Cloud Operations Engineer – Monitoring Lead
extreme network
Job Summary
Extreme is seeking a highly skilled and experienced Cloud Operations Engineer – Monitoring Lead to join their growing Cloud Operations team. This critical role involves designing, implementing, and optimizing a comprehensive monitoring and alerting strategy across cloud infrastructure and applications. The lead will drive proactive issue identification, ensure system health, and contribute to operational excellence and reliability. Responsibilities include leading the design and improvement of monitoring frameworks for cloud infrastructure (AWS, Azure, GCP), applications, and services, defining KPIs, SLIs, and SLOs, evaluating and integrating monitoring tools, and developing automation scripts. The role also requires building dashboards, analyzing data for performance bottlenecks, collaborating with engineering teams, and providing 24/7 support for Cloud services.
Must Have
- Lead monitoring and alerting strategy
- Define KPIs, SLIs, SLOs
- Evaluate and integrate monitoring tools
- Develop automation scripts
- Build dashboards and alerts
- Analyze monitoring data
- Collaborate with engineering teams
- Create documentation
- BS technical degree
- 8+ years in Cloud Ops/DevOps/SRE
- Expertise in AWS, Azure, or GCP
- Technical lead experience
- Working knowledge of Docker, Kubernetes
- Experience with Prometheus, Grafana, Datadog, Splunk
- Problem-solving and analytical skills
Good to Have
- Computer Science or Engineering background
- Working knowledge of Elasticsearch, PostgreSQL, Redis, Ignite, Kafka, RabbitMQ
- Comfortable working in distributed teams
Job Description
Responsibilities
- Lead the design, implementation, and continuous improvement of our end-to-end monitoring and alerting framework for cloud infrastructure (AWS, Azure, GCP), applications, and services.

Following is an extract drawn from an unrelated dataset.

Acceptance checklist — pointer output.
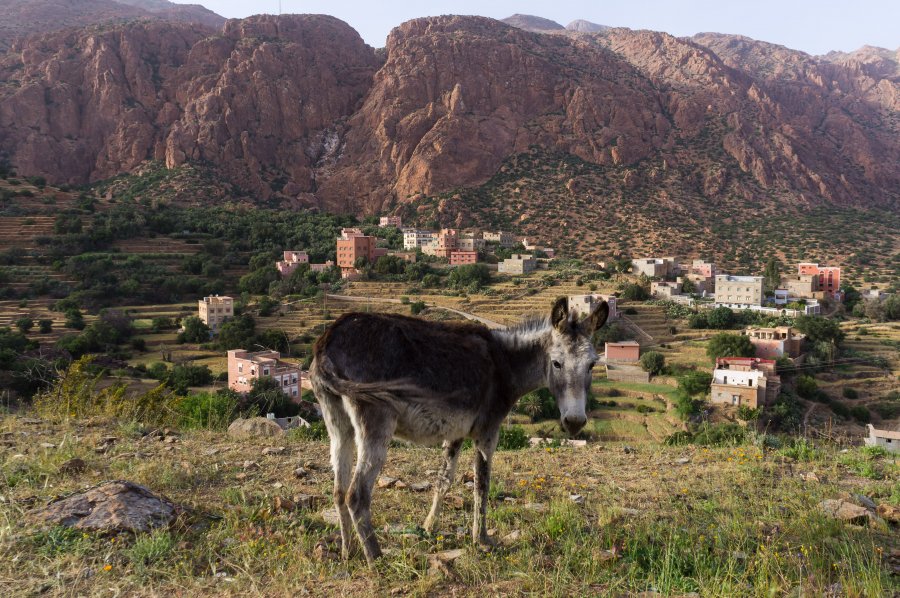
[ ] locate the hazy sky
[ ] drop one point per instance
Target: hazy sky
(814, 26)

- Define key performance indicators (KPIs), service level indicators (SLIs), and service level objectives (SLOs) for critical systems.

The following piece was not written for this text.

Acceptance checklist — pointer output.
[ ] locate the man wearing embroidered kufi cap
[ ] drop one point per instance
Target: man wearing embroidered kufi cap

- Evaluate, select, and integrate monitoring tools (e.g., Prometheus, Grafana, Datadog, Splunk, CloudWatch, Azure Monitor, GCP Operations Suite) to meet evolving needs.
- Develop and implement automation scripts and tools (e.g., Python, Bash, PowerShell) to streamline monitoring deployment, configuration, and incident remediation.
- Build and maintain dashboards, alerts, and reports that provide actionable insights into system performance, health, and availability.
- Analyze monitoring data to identify performance bottlenecks, resource inefficiencies, and potential cost optimization opportunities.
- Collaborate with engineering teams to implement performance improvements and cost-saving measures.
- Create and maintain comprehensive documentation for monitoring systems, procedures, and best practices.
- Proactively identify areas for improvement in our cloud operations and monitoring capabilities.
- Provide 24* 7 support for Cloud services
- Participate in cloud security and compliance implementation.
Ideal Qualifications:
- BS level technical degree required; Computer Science or Engineering background preferred.
- 8+ years of progressive experience in Cloud Operations, DevOps, or Site Reliability Engineering roles, with a strong focus on monitoring.
- Deep expertise with at least one major public cloud platform (AWS, Azure, or Google Cloud Platform).
- Proven experience as a technical lead or senior contributor in a monitoring-focused role.
- Working knowledge of container-based architecture and deployment (Docker, Kubernetes.)
- Extensive experience with various monitoring and observability tools (e.g., Prometheus, Grafana, Datadog, Splunk, ELK Stack, vendor-specific monitoring solutions).
- Excellent problem-solving, analytical, and troubleshooting skills.
- Working knowledge of Elasticsearch, PostgreSQL, Redis, Ignite, Kafka and RabbitMQ.
- Comfortable working within a distributed team located in multiple time zones.